À l’approche de la légalisation complète de l’émission nationale de stablecoins, le secteur financier coréen est en pleine restructuration. Les fintechs apportent de la rapidité à l’innovation, tandis que les banques apportent une crédibilité réglementaire. La capacité de la Corée à construire un écosystème de monnaie numérique qui concilie conformité et compétitivité sera déterminante. Si un consensus politique est atteint d’ici 2026, la Corée pourrait devenir la première grande économie d’Asie à institutionnaliser un cadre de monnaie stable pleinement intégré aux banques, combinant innovation du secteur privé et surveillance centrale.
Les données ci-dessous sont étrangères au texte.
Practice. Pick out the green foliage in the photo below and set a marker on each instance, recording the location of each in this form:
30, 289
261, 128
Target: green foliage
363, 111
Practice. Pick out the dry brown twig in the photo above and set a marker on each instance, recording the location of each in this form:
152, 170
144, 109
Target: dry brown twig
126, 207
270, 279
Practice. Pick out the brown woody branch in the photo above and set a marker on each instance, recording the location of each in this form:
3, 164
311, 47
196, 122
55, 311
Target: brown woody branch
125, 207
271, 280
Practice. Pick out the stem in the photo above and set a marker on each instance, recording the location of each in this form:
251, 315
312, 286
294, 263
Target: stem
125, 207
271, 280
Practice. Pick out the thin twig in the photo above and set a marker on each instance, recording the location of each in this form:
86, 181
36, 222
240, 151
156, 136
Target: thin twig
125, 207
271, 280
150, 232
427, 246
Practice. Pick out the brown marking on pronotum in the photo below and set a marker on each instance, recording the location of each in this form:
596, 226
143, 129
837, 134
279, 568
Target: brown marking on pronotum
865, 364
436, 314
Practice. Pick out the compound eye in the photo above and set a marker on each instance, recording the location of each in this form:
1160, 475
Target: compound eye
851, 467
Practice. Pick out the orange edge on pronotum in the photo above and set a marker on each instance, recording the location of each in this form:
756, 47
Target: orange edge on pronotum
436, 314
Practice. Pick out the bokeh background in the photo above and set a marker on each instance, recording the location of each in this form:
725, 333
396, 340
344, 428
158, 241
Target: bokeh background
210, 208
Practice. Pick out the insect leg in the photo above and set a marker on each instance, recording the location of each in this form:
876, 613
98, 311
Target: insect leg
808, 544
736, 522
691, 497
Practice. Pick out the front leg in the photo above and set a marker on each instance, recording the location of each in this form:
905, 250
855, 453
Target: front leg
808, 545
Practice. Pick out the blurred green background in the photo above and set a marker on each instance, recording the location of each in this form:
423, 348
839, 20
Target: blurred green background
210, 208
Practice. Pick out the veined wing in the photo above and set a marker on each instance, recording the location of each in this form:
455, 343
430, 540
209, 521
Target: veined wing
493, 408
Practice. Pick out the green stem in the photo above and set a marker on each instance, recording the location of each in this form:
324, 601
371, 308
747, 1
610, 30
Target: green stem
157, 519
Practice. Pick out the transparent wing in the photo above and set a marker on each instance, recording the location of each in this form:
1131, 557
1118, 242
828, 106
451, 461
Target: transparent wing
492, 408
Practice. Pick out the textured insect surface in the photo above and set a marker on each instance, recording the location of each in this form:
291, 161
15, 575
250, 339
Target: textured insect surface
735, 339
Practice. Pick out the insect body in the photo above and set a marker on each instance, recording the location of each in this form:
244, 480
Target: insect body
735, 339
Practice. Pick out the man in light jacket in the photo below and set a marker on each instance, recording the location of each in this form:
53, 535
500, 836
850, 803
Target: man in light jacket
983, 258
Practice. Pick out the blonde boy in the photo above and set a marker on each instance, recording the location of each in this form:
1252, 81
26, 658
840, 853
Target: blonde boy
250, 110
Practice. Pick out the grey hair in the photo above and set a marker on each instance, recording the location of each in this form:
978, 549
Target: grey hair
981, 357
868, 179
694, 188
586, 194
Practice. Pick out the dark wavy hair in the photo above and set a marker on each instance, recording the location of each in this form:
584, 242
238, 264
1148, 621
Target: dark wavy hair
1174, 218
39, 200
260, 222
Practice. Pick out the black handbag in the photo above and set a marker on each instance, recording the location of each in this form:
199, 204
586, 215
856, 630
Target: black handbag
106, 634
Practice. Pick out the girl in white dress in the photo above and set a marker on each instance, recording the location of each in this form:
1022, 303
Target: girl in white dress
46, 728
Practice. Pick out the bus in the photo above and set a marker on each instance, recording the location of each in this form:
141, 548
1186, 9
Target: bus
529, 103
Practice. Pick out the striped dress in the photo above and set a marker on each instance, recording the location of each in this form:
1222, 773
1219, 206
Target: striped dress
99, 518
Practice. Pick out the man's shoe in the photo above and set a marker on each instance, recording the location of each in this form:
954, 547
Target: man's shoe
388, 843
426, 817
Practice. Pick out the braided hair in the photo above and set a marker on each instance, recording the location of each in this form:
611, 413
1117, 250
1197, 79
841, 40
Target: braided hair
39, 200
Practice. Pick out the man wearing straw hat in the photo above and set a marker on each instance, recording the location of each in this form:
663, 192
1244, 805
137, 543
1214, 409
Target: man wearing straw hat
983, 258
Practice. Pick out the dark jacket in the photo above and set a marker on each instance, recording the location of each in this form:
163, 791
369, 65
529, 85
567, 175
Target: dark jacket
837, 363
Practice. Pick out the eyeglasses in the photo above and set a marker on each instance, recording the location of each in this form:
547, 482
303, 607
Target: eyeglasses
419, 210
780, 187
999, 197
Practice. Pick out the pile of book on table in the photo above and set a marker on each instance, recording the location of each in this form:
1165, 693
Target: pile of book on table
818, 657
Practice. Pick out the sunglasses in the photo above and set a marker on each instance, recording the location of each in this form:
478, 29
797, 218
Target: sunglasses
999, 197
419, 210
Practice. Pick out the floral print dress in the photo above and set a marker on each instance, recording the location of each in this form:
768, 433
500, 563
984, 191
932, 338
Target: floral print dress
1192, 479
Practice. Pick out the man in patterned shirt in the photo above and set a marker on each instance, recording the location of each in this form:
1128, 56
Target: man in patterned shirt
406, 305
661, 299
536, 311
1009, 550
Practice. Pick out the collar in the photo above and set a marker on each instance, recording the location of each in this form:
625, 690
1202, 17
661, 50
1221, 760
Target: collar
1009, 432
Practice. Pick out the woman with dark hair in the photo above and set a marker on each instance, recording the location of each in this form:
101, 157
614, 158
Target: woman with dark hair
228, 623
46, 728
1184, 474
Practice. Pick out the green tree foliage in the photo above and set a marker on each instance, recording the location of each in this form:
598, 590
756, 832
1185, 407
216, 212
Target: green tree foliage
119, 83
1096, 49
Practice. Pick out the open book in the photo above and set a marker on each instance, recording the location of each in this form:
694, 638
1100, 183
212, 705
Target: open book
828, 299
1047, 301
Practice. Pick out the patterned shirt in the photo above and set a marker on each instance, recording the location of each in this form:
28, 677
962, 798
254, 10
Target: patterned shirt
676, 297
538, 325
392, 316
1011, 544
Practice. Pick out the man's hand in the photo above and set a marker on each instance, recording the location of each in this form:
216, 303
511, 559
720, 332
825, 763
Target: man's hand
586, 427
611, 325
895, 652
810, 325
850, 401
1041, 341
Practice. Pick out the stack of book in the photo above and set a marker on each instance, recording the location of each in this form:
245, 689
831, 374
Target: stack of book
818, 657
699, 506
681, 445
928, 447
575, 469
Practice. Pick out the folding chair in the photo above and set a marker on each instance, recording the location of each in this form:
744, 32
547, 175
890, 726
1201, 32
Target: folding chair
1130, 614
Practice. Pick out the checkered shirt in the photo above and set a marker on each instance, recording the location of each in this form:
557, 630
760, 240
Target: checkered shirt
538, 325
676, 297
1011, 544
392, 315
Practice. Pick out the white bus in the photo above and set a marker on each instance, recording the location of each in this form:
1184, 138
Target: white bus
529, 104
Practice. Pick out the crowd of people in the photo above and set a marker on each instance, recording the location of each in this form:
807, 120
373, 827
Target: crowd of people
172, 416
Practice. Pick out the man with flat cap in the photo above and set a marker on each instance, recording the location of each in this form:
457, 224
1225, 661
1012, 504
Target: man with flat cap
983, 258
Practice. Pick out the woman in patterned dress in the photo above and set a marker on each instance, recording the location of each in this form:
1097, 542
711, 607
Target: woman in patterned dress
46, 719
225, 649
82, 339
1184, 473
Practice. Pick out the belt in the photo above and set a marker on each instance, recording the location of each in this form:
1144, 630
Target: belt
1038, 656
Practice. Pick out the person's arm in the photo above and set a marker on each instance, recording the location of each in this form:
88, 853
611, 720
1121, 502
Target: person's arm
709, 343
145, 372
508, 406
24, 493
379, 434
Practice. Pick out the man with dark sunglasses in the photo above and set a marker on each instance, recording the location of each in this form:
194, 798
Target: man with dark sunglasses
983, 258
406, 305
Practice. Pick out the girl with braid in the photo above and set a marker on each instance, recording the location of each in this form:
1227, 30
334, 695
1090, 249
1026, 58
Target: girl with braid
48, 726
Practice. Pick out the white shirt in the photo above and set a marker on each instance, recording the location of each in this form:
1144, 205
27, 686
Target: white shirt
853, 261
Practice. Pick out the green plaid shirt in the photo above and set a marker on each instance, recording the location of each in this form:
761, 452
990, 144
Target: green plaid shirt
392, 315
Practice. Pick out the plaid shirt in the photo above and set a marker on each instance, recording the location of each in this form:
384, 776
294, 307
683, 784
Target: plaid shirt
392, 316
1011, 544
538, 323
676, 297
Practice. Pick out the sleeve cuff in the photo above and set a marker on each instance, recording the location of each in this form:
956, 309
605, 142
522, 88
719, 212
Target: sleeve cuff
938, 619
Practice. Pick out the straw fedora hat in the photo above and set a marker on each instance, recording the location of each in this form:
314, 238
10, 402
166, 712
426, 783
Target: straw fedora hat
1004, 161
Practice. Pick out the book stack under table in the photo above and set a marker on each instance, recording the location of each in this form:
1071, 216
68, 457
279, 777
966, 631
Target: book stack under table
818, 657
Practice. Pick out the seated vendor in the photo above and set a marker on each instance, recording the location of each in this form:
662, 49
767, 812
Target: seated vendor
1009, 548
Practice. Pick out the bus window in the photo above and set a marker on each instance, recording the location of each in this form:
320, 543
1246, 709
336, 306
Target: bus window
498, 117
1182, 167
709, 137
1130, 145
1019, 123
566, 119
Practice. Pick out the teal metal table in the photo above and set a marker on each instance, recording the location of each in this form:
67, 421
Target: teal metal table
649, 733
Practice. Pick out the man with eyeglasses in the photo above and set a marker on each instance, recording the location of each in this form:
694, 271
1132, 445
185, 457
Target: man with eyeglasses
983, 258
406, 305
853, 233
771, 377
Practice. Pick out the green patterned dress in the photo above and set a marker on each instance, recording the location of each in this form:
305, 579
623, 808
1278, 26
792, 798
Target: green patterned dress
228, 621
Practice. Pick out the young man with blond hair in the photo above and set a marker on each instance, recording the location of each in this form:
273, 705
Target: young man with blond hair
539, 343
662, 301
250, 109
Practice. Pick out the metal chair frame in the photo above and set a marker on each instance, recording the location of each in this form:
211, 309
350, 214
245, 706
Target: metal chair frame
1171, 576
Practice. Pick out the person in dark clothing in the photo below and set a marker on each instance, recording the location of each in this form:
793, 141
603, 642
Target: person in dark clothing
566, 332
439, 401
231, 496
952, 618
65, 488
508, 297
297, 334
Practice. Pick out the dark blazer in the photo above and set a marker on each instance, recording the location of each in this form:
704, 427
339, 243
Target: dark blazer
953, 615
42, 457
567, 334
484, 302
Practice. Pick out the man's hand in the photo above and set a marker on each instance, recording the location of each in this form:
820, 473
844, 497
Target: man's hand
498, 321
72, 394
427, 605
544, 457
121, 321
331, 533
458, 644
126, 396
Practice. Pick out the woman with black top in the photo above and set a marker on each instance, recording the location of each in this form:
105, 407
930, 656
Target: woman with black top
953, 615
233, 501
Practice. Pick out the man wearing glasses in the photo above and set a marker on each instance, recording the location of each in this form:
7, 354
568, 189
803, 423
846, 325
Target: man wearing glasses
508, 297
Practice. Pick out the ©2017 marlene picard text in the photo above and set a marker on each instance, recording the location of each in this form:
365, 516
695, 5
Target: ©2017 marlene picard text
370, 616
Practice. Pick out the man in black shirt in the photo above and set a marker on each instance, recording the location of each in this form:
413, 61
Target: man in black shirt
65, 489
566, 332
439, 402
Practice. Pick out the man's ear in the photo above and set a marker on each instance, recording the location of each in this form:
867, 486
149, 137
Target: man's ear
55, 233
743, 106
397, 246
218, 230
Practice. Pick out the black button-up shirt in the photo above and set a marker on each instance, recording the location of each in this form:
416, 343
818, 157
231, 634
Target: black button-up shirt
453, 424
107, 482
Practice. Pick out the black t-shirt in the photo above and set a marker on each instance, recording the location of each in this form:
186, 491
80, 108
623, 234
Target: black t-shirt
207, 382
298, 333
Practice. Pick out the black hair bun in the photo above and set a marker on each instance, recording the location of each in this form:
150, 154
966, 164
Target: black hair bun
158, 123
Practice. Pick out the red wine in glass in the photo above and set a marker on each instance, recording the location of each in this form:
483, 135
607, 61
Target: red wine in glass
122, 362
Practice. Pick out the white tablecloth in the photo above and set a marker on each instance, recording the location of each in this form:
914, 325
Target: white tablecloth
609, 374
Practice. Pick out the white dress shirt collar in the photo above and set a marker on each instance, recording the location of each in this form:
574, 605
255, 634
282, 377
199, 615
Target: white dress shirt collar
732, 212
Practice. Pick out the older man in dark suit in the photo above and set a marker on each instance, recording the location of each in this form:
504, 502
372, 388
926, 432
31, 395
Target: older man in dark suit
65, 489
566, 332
Un tel résultat marquerait non seulement une avancée financière, mais aussi le fondement d’une nouvelle infrastructure de monnaie numérique qui façonnera le prochain chapitre de la technologie financière en Asie.
Points clés à retenir sur le développement du stablecoin en Corée
- La Loi fondamentale sur les actifs numériques de la Corée devrait légaliser l’émission nationale de stablecoins KRW au premier trimestre 2026.
- Les innovateurs fintech comme Sooho.io et les grandes banques comme Hana, Shinhan et Woori développent rapidement une infrastructure conforme.
- La plateforme Ezys de Sooho.io a démontré une réduction de 70 % des frais de change grâce au règlement en temps réel des stablecoins.
- Un point de divergence majeur subsiste : la Banque de Corée privilégie une participation bancaire à 51 %, tandis que la FSC et les fintechs plaident pour une participation ouverte.
- La convergence de la blockchain et de la finance institutionnelle témoigne de l’ambition de la Corée de devenir le leader de l’infrastructure réglementée des stablecoins en Asie.
- Les acteurs mondiaux devraient suivre le modèle coréen comme exemple pour équilibrer confiance, réglementation et innovation dans les écosystèmes de monnaie numérique.